CDI Change Adds a Practical Hurdle for Retail Investors
Starting 3 June, European Lithium removed an option that would have allowed shareholders to receive Critical Metals shares as ASX-traded CHESS Depository Interests. Instead, all shares will be delivered as Nasdaq-listed equity. The exchange ratio is unchanged, but for Australian retail investors who lack US brokerage accounts, the change creates a real barrier. Many will now face a choice: open a US-trading account or sell their European Lithium shares before the scheme becomes effective.

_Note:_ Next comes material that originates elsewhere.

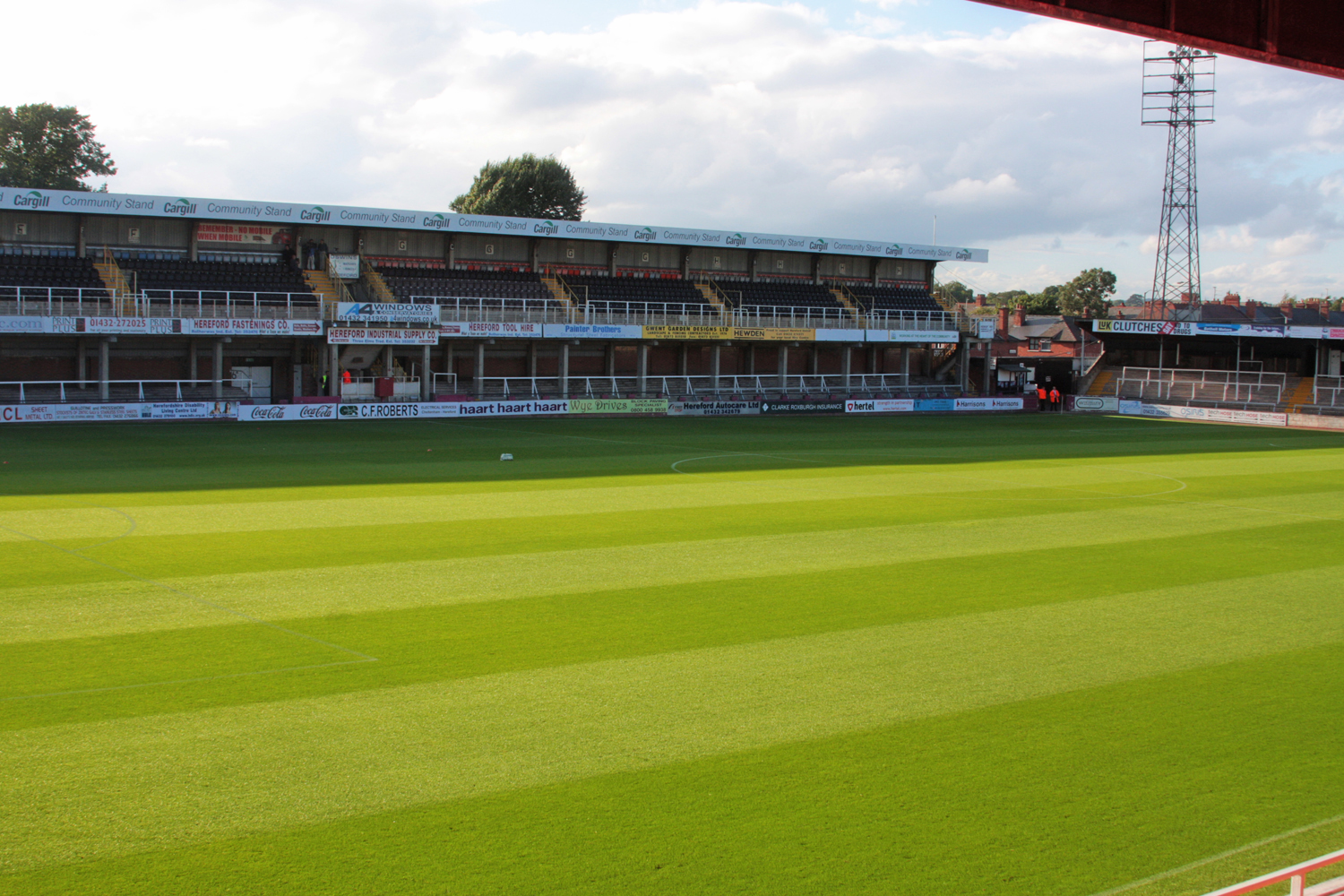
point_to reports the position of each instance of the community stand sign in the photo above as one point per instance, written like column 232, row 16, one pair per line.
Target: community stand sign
column 290, row 214
column 128, row 411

Wolfsberg: A Separate Wrinkle in Austria
Meanwhile, the company’s Austrian lithium project, Wolfsberg, remains bogged down in permitting. In November 2025, Austria’s Federal Administrative Court overturned a key mining permit, ordering a case-by-case assessment under EU law. The mining licence was extended by two years in February 2026, now running to early 2028, and the offtake agreement with BMW stands. But a final investment decision — targeted for end-2026 — depends on resolving the permit tangle. The longer it drags, the more it chips away at the merger’s narrative of near-term production.
The June Crossroads
All three processes — the ASIC filing, the Greenland permit, and the ASX probe — are running in parallel. Critical Metals still aims to close the deal in the second half of 2026, but any one of these unresolved items could push the timeline into 2027. Technical analysts are nonetheless holding medium-term targets above A$1.00, and the year-to-date gain in Sydney still stands at 151% despite the recent pullback. The 50-day moving average at around €0.22 (A$0.38) is now the key support level. If that gives way, the next support zone lies lower. For now, European Lithium is a stock where operational gravity and speculative gravity are pulling in opposite directions — and June will decide which wins.